I believe this is what your classes would look like in NHibernate:
public class Company
{
public int ID { get; set; }
public string Name { get; set; }
public IList<Department> Departments { get; set; }
}
public class Department
{
public int ID { get; set; }
public string Name { get; set; }
public Company Company { get; set; }
public IList<Employee> Employees { get; set; }
}
public class Employee
{
public int ID { get; set; }
public string FirstName { get; set;}
public string LastName { get; set; }
public Department Department { get; set; }
}
Note that there is a way to navigate from Employee to Department and from Department to Company (in addition to what you already specified).
NHibernate has all kinds of features to make that just work. And it works very, very well. The main trick is run-time proxy objects to allow for lazy loading. Also, NHibernate supports a lot of different ways to eager and lazy load just exactly how you want to do it.
Sure, you can get these same features without NHibernate or a similar ORM, but why wouldn't use just use a feature rich mainstream techology instead of hand coding your own feature poor custom ORM?
There is another option. Create a 'DataController' class which handles the loading and 'memoization' of your objects.
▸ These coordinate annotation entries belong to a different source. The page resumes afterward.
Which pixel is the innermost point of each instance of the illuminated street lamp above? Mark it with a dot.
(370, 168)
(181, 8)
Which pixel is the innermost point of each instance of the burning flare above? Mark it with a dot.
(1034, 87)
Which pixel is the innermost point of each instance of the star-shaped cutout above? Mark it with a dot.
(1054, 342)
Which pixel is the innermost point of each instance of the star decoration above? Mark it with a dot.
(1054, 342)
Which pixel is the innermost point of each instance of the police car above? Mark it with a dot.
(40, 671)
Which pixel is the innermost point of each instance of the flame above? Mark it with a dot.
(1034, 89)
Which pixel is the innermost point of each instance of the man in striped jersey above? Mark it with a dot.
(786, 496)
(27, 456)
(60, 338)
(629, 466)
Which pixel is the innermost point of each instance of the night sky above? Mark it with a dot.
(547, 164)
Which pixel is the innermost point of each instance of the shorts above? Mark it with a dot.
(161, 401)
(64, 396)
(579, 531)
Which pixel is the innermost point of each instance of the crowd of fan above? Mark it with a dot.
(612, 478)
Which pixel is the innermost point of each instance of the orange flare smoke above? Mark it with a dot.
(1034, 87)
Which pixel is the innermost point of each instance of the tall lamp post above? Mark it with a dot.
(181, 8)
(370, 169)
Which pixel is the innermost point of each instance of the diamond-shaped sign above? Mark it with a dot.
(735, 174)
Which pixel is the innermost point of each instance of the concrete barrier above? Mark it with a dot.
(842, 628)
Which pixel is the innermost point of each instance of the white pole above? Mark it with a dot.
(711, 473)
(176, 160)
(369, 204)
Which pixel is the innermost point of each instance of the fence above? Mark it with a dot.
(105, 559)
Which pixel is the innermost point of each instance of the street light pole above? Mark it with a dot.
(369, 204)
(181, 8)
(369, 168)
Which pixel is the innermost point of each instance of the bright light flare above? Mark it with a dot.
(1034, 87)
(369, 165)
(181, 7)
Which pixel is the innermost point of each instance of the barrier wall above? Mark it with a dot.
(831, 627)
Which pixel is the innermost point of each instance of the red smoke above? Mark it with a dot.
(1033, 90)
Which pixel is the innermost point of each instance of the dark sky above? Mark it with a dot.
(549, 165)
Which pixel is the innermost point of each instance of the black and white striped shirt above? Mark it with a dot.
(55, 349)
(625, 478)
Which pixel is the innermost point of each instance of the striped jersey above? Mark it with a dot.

The dataController maintains a dictionary of [CompanyIDs, Company objects] and [DepartmentIDs, Department objects]. When you load a new Department or Company, you keep a record in this DataController dictionary. Then when you instantiate a new Department or Employee you can either directly set the references to the parent objects OR you can use a Lazy[Company/Department] object and set it using a lambda (in the constructor) which will maintain the scope of the DataController without it being referenced directly inside the objects. One thing I forgot to mention, you can also place logic in the getter / get method for the Dictionaries that queries the database if a particular ID is not found. Using all of this together allows your Classes (Models) to be very clean while still being fairly flexible as to when / how their data is loaded.